Chenault began his 37-year career at American Express as a director of strategic planning before eventually becoming the company’s CEO in 2001. The 66-year-old is known for expanding Amex’s business beyond its traditional core of wealthy and corporate customers and moving it into a broader market. During his tenure, Chenault expanded the Amex brand to many of the co-branded airline and hotel credit cards that consumers know today — Hilton, Delta and more. In all, the expansion helped Amex to become the credit card issuer with the highest consumer spending in the US.

“I’ve treasured every day of my 37-year career here,” Chenault said on a conference call with analysts. “It’s been a journey that spanned profound changes in the world of business.”

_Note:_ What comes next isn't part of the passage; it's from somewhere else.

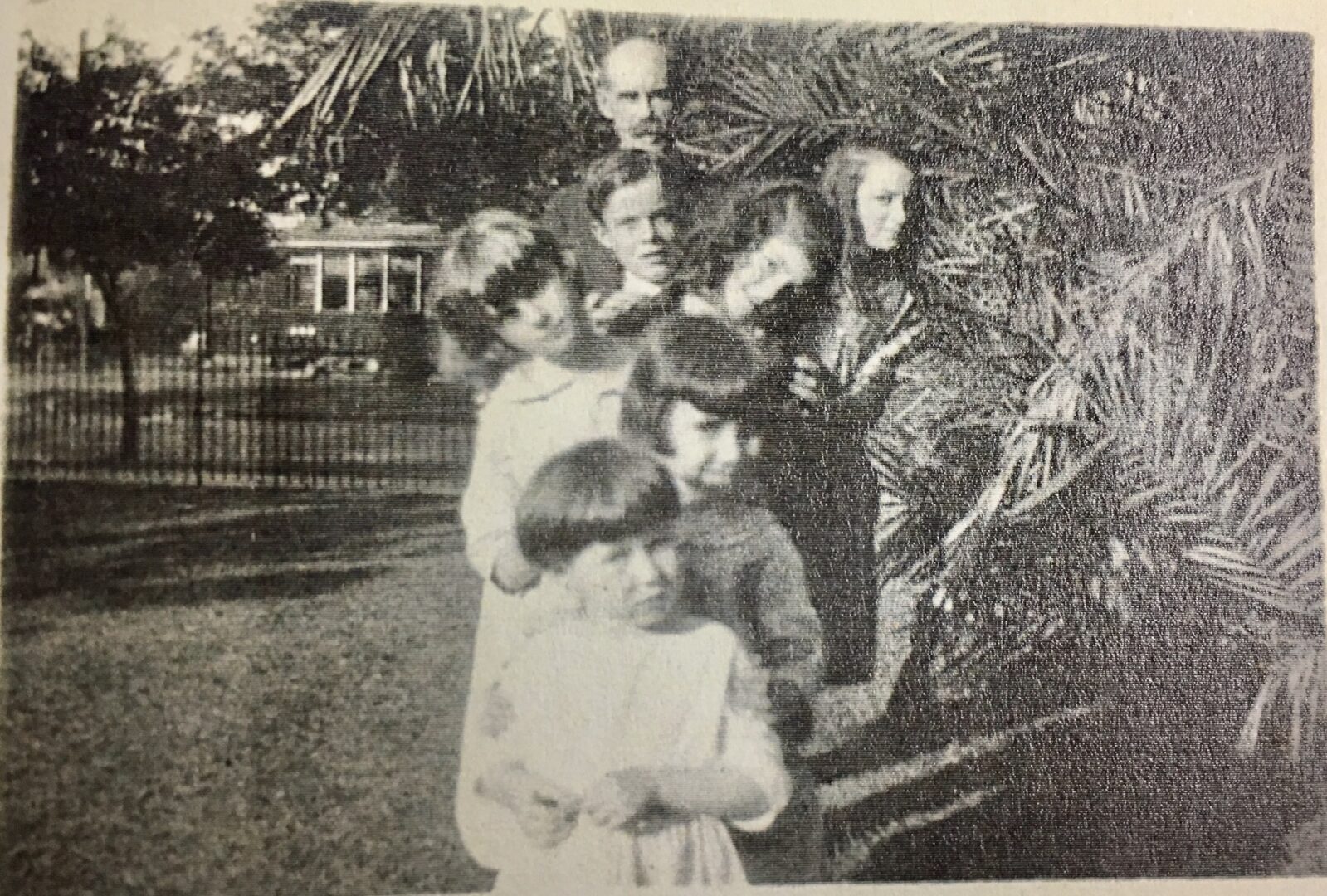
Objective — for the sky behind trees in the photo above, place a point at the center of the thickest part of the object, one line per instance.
(161, 26)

Revenues at American Express grew from around $21 billion in 2001 to about $34 billion in 2014. But, the company has struggled in recent years as other issuers have entered the market with competitive premium consumer products. Case in point: the Chase Sapphire Reserve. When the card was released in August 2016, it shocked consumers with its 100,000-point sign-up bonus, premier earning structure and other perks. To respond, the issuer was forced to refresh its premium Platinum Card from American Express, increasing its earning structure and adding more benefits for cardholders.

Between 2015 and 2016, revenues and share prices dropped for Amex, however, the share prices have rebounded this past year. Chenault’s successor, Stephen J. Squeri, has been with the company for 32 years, and has been in charge of running its corporate card division.

Squeri said the company is “moving into a period of growth.” According to The New York Times, Squeri said his first priorities will be in the realms of digital innovation, establishing Amex’s position at the top of the premium consumer market and expanding its share of commercial payments on the global scale.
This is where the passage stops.